In most real world applications, we have a RESTful API service facing various client applications and a collection of backend services which process the data coming from those clients. Depending on the application, the architecture might have various services spread across multiple clusters of servers, and some form of queue or messaging service gluing them together. Today, we’re going to talk about one such messaging service – Apache Kafka – and how it can improve the performance of your services.
We’re going to assume that we have at least two microservices, one for the APIs that are exposed to the world, and one which processes the requests coming in from the API microservice, but in an async fashion. Because this is async in nature, this might not be suitable for the kind of applications where the clients will be waiting for some data to be returned from the API.
Let’s suppose a situation where the clients send some data via the APIs to your servers. You need to process this data and store it in a database, let’s say, for some sort of analytical calculation. In such a situation, the clients will not be waiting for any kind of response from the server, just an acknowledgement that the server has received the data.
In such cases, we’ll have our API gateway take the data coming from the clients, put in into our Kafka topics, and then send a response to the clients saying that the data is received. This way, the clients will not be waiting for a long time for the ack. Because we’re not processing the data in the API microservice, we can quickly send back a response to the clients.
The other microservice we have, let’s call it the data processing microservice, will read messages coming in from Kafka, and process each message, one after another.
Apache Kafka is designed in such a way that we can have multiple instances of our data processing microservice reading form the same topic. The way we achieve this is by having multiple “partitions” in our Kafka topic. This way, consumers from the same group can read from the same Kafka topic (from different partitions) and be assured that they’ll never read the same message. In other words, Kafka assures that the same message will not be sent to more than one partition, unless we receive a duplicate message in the topic.

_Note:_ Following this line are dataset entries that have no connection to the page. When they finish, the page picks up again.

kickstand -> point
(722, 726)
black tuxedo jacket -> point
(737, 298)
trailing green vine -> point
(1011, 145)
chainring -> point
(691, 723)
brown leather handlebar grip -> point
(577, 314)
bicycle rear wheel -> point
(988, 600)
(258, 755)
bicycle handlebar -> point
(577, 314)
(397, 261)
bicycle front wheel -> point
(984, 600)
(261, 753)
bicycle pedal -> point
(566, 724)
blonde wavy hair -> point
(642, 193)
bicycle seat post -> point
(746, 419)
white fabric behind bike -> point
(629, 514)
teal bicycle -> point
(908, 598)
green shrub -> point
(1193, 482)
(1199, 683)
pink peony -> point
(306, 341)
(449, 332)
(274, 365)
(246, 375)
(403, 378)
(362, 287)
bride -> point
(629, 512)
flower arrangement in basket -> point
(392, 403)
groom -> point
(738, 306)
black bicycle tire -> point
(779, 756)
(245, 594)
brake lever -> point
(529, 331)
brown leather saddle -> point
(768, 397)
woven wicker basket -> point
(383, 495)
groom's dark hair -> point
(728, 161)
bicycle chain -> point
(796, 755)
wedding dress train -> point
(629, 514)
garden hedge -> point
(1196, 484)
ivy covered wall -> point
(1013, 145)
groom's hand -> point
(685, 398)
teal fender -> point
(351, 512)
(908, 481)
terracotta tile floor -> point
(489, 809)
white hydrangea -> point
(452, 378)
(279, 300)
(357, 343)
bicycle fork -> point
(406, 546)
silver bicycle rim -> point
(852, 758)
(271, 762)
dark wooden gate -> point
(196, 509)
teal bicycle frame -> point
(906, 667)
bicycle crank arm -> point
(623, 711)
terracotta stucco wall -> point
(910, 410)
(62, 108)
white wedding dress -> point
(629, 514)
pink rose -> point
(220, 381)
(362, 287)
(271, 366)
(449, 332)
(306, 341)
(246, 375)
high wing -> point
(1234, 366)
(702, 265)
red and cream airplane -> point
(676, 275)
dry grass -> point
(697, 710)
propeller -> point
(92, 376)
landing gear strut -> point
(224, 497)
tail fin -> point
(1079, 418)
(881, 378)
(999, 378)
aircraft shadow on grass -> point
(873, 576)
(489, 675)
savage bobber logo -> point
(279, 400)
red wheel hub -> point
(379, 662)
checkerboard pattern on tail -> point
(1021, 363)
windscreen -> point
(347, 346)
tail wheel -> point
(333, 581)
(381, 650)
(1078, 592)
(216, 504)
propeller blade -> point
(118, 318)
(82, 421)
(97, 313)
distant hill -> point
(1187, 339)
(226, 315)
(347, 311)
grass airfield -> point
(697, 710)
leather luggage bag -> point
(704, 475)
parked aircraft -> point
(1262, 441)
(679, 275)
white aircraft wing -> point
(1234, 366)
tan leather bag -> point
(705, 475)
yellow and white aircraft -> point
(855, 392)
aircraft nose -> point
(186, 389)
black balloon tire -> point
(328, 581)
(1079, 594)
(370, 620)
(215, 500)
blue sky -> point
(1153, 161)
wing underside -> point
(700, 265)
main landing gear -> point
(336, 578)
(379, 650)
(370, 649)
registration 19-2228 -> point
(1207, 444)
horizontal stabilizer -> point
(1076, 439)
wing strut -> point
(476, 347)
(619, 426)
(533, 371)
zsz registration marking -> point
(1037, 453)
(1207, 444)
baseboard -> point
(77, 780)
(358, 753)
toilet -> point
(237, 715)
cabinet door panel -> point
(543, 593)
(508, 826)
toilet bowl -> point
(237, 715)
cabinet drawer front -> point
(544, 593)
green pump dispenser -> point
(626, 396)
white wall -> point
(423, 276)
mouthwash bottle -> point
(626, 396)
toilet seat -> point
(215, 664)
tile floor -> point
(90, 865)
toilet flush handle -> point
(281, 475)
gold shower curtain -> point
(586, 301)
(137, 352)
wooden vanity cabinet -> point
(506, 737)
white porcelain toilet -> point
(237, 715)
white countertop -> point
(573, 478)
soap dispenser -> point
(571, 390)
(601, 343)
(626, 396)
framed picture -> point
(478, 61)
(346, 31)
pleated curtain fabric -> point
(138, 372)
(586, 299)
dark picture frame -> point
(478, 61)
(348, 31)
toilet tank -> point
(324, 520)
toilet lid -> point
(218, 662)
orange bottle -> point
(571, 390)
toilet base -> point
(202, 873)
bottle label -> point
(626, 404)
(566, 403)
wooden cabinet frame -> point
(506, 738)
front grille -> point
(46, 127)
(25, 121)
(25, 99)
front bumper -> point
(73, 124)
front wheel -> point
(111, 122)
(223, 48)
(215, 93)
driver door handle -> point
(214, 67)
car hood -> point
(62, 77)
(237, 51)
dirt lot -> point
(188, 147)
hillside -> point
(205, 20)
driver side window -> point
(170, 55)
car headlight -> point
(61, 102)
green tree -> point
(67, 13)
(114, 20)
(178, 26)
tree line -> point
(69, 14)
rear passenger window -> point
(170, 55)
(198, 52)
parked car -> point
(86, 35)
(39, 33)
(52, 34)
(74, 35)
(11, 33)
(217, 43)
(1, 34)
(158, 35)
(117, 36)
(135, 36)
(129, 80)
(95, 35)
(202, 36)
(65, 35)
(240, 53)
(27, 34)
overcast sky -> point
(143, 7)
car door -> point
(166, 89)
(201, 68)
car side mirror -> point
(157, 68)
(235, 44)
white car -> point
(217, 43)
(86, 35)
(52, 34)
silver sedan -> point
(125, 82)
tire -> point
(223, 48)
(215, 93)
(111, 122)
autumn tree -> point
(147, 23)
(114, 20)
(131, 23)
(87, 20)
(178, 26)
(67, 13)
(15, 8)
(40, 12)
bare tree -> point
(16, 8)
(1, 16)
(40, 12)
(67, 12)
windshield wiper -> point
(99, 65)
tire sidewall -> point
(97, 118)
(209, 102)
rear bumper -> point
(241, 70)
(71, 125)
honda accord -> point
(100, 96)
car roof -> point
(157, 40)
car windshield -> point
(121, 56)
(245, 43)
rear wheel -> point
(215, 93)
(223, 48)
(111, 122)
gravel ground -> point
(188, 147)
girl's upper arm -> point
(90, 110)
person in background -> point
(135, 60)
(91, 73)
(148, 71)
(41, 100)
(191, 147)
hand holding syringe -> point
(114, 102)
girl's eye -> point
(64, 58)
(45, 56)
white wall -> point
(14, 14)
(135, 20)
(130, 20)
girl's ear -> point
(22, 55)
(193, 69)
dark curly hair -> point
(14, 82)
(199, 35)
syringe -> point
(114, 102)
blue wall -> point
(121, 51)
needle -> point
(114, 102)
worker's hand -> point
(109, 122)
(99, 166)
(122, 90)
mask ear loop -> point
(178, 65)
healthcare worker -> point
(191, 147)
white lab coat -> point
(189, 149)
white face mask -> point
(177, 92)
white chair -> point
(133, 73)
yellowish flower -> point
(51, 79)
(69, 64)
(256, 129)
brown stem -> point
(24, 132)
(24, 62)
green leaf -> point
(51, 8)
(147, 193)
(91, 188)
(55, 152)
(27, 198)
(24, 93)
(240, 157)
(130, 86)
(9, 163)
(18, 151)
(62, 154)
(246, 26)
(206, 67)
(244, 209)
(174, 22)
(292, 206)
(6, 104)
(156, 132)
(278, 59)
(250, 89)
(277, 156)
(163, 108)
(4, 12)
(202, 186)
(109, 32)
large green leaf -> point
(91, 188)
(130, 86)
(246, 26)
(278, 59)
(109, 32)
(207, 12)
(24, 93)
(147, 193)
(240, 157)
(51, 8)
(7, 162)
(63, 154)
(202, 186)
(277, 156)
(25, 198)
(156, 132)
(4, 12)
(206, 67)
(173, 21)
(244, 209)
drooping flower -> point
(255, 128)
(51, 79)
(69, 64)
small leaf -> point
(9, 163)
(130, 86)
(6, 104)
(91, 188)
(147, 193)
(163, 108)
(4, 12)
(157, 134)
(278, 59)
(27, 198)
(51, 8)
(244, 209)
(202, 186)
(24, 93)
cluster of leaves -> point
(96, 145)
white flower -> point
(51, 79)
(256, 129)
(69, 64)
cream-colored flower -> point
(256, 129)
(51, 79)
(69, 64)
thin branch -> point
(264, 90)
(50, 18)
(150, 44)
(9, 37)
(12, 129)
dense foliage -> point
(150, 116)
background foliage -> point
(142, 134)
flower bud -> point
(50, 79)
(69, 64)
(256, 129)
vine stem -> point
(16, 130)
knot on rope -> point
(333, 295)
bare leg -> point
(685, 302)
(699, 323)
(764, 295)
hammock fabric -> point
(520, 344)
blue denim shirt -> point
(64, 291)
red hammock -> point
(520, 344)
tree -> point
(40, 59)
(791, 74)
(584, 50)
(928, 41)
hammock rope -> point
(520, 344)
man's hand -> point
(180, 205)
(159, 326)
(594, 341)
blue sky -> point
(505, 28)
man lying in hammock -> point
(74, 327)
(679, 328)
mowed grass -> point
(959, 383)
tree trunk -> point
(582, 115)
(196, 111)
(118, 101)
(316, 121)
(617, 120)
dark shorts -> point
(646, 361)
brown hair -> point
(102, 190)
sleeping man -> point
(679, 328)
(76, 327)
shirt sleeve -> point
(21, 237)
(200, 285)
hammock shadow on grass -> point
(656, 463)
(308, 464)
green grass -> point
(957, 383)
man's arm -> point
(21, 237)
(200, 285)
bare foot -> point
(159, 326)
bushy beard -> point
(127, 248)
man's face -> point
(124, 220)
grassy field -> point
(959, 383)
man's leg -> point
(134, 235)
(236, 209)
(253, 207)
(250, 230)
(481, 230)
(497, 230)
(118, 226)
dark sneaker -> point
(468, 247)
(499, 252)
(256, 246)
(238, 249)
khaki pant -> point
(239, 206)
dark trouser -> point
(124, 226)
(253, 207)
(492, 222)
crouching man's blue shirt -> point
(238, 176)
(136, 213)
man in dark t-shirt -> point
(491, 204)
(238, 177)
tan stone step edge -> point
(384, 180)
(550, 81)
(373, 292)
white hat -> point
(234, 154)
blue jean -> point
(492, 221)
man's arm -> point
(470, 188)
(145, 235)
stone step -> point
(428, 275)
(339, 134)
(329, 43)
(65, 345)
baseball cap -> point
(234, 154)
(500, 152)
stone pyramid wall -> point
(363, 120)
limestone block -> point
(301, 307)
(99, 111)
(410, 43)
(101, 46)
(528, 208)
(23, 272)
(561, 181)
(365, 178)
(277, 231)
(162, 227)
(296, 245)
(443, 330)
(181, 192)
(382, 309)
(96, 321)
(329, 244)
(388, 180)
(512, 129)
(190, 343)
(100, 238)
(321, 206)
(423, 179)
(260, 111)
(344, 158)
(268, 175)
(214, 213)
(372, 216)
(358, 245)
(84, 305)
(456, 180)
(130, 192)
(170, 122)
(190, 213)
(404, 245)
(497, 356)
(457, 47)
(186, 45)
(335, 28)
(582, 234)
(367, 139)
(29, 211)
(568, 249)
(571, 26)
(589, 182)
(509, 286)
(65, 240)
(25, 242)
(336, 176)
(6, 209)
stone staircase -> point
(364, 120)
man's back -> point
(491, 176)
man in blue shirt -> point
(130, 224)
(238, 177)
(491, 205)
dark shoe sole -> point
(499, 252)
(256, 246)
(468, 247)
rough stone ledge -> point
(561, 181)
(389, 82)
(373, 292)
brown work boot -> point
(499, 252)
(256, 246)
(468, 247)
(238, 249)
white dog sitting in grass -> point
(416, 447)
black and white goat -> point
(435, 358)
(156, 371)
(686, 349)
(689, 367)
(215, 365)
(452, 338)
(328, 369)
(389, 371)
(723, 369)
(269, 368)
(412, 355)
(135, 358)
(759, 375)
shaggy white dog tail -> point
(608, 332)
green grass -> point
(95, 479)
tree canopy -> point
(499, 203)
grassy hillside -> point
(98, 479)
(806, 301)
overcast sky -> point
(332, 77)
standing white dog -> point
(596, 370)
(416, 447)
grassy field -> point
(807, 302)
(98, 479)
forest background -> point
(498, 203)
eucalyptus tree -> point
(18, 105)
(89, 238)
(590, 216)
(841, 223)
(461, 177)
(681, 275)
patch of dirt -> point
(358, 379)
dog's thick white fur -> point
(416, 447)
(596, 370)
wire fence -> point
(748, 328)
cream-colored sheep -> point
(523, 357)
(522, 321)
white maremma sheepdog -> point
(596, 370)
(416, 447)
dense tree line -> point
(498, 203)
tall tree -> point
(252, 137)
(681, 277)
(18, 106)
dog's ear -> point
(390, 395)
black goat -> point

As you can see from the block diagram above, we have two instances of the same data processing microservice, which read from two different partitions of the same Kafka topic. The API microservice can specify which partition a message has to go to, if required. If not, the producer in the microservice can just produce the message to the topic, and Kafka will figure out which partition the message has to go to.
During the processing of the messages, both the instances of the data processing microservice can talk to the same instance of a database, or a storage service such as Amazon S3 or Google Drive, or any other service inside or outside the cluster.
Once the processing is complete, the microservice could either manually commit the offset or make it automatic.
Committing Kafka offset manually vs. automatically
Letting Kafka handle the committing of offsets seems to be easy and pretty straight forward. But in some cases, you might not want Kafka to commit your offsets manually. For example, suppose the connection to your database if down, and you’re not able to process a message received from Kafka. In such cases, if you commit the offset, you lose that message forever, unless you know the commit ID and go back in time and start consuming messages from that commit ID.
Instead of going through all that pain, it’s easier to just commit the offset manually after processing each message. This way, you can wait until your database connection is back online, process the message, commit the offset, and then continue with the next message.
We have found this approach to be a lot easier to handle in our applications. Then again, this completely depends on the kind of project you’re working on, and how important each message is for you.
That’s pretty much how you can decouple your APIs from your business logic and improve the performance, using Apache Kafka. This is the very basic and the very first step you take in introducing Kafka to your architecture. If you think I’ve missed something or went wrong somewhere, please let me know in the comments.